An excerpt of Professor Goodwin’s address, which closes her two-year term as LSA President, can be found in the video below.

This transcript has been lightly edited for clarity.

Michele Goodwin

Hello everyone. My name is Michelle Goodwin, and I am our LSA president. And welcome back.

I first want to begin by thanking our LSA staff, and I’d like to ask them to please stand up. I’d like to thank Steven, our Executive Director, Melissa, our Associate Director of Operations, who you have been in touch with, Kevin, our Program Manager also in attendance, and Crissonna, our Communications Manager.  Thank for all of the work that you do.

I’d also like to take a moment to thank those who work at this hotel, who made sure that these rooms were available to us, who put microphones in the stands, made sure that the screens were up, who fed us this morning, who are taking care of our rooms and changing the sheets and all of those different things. Who also have their stories in terms of how they got here, how their days go. I’d like to thank them as well.

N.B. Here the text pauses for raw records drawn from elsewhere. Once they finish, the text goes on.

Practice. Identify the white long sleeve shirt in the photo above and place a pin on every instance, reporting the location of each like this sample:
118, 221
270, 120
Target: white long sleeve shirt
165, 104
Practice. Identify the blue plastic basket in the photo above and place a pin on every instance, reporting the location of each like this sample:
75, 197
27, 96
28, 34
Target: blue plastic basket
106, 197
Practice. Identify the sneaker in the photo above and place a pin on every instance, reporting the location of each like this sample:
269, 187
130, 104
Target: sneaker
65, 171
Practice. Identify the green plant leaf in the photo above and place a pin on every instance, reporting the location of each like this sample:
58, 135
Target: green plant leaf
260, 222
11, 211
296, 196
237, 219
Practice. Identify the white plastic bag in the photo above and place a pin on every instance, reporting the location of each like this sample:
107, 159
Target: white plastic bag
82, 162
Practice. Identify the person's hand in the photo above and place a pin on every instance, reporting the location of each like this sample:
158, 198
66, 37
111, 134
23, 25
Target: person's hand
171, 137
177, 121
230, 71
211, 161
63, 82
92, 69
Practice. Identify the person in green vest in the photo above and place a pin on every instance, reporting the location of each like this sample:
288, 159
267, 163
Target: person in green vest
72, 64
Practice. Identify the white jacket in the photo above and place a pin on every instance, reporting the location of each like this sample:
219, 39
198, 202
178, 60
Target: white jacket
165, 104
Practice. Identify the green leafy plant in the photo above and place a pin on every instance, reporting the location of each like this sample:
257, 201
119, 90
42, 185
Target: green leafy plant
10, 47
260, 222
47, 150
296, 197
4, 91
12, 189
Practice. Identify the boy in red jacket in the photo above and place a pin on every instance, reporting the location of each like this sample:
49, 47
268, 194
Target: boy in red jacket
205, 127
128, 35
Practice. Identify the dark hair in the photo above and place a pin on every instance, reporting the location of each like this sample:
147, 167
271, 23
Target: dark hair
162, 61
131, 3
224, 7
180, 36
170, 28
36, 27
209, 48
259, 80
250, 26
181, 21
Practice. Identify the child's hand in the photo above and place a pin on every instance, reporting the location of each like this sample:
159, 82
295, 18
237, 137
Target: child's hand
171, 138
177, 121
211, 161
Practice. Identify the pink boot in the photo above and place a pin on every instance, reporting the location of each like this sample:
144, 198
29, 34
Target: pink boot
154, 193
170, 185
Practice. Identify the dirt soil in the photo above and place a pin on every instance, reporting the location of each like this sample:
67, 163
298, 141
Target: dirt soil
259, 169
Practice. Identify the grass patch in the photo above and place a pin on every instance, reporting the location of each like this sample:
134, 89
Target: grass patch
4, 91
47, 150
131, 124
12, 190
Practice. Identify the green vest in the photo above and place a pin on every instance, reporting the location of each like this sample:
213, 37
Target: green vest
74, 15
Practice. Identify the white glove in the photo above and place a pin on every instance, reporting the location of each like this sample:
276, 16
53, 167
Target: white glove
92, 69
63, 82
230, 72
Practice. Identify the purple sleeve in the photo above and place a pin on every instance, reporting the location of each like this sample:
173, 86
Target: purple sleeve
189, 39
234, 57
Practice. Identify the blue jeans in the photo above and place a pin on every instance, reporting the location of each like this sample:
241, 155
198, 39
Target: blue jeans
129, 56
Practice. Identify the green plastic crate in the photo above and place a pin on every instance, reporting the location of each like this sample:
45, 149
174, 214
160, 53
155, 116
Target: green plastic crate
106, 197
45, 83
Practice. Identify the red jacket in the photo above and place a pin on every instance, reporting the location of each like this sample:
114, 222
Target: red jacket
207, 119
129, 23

And to our community, the faculty, the students, the friends who’ve joined us, I thank you for being here. This year, Ms. Magazine and the Feminist Majority Foundation are also our co-sponsors.

And then I’d like to thank our program co-chairs. And if they would please stand up, they are Aziza Ahmed, Kimberly Mutcherson, Maya Manian, and Priscilla Ocen. Thank you so much for a fabulous program. And in fact, as I just mentioned Ms. Magazine, that wonderful–isn’t it wonderful on your bags? That artwork that comes from Ms. Magazine. It’s great. It’s super, it’s wonderful, and our graphic designer Brandi Phipps is the person who did that.

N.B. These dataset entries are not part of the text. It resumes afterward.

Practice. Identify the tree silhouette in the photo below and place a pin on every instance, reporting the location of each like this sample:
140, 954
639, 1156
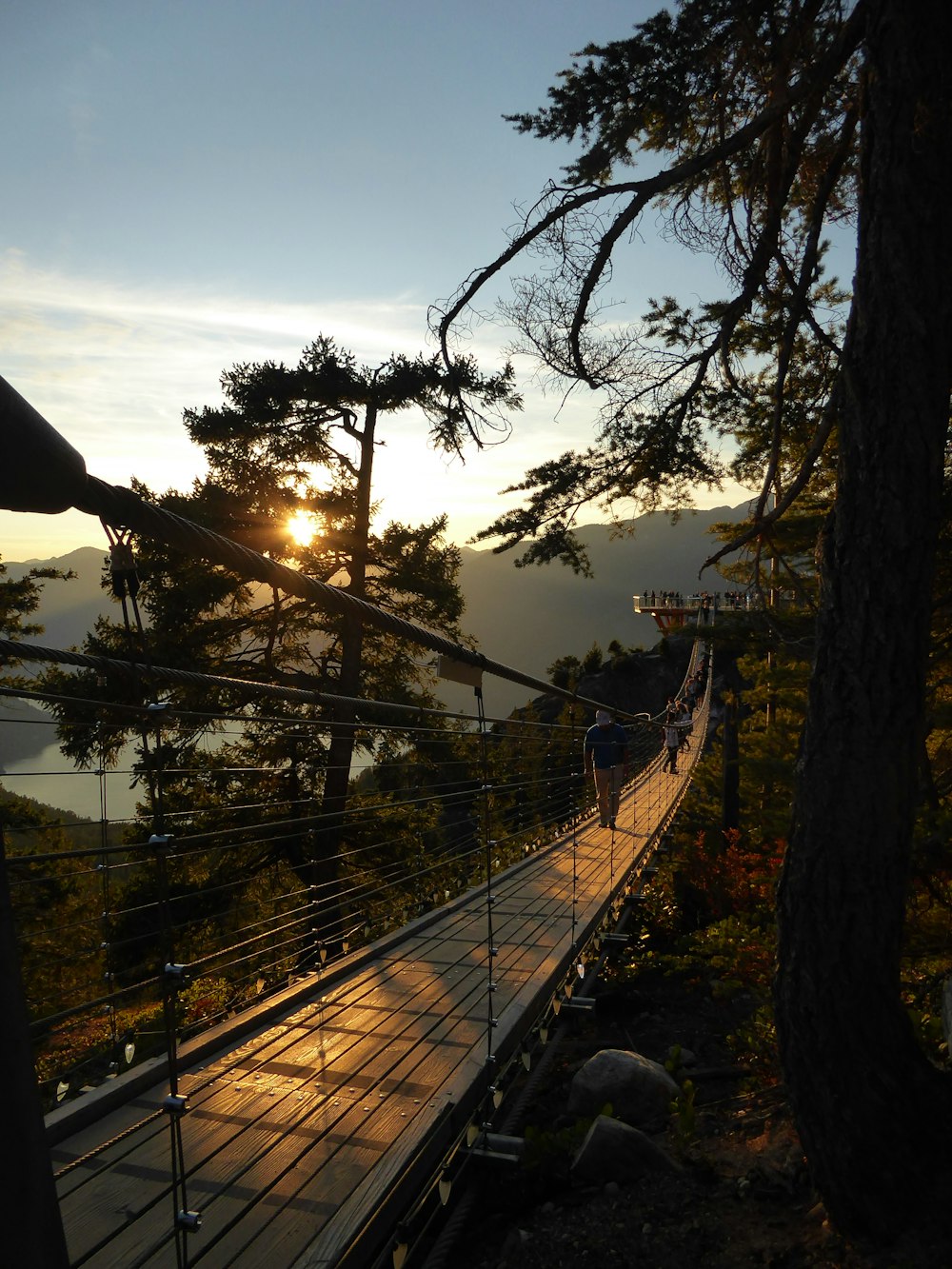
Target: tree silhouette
768, 122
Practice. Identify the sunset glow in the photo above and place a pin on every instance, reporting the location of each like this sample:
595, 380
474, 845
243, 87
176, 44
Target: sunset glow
303, 528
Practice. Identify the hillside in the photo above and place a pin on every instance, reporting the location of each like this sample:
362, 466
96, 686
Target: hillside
524, 617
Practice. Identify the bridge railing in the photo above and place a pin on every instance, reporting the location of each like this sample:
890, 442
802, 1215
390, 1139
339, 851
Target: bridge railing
209, 888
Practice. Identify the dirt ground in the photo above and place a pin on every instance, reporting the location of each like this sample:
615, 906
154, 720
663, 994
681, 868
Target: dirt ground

And before I begin my speech, I’d also like to thank my family, my husband, Greg Shaffer, who many of you know. I can walk into a room and there are people that are pulling at his coat too. He’s been a wonderful, wonderful traveler with me. And in fact, it was an LSA meeting in Chicago where we had almost a date 26 years ago—we’ve got to be really clear what that was–we were supposed to meet up at Law and Society in Chicago, and it was back in the day, for those of you who remember, where there used to be boards where you put little notes on the board…some of you remember, the note board, right, exactly! Well, we didn’t meet in Chicago, but we were together in Miami.

And then also to our niece who is in the audience. And in fact, as I think about this speech today and what I’d like to convey, I actually want to dedicate this speech to our niece Eliza Quander, who is in the audience, who is a recent law school graduate, is a Skadden fellow and doing fabulous things in this world. This is for you, Eliza.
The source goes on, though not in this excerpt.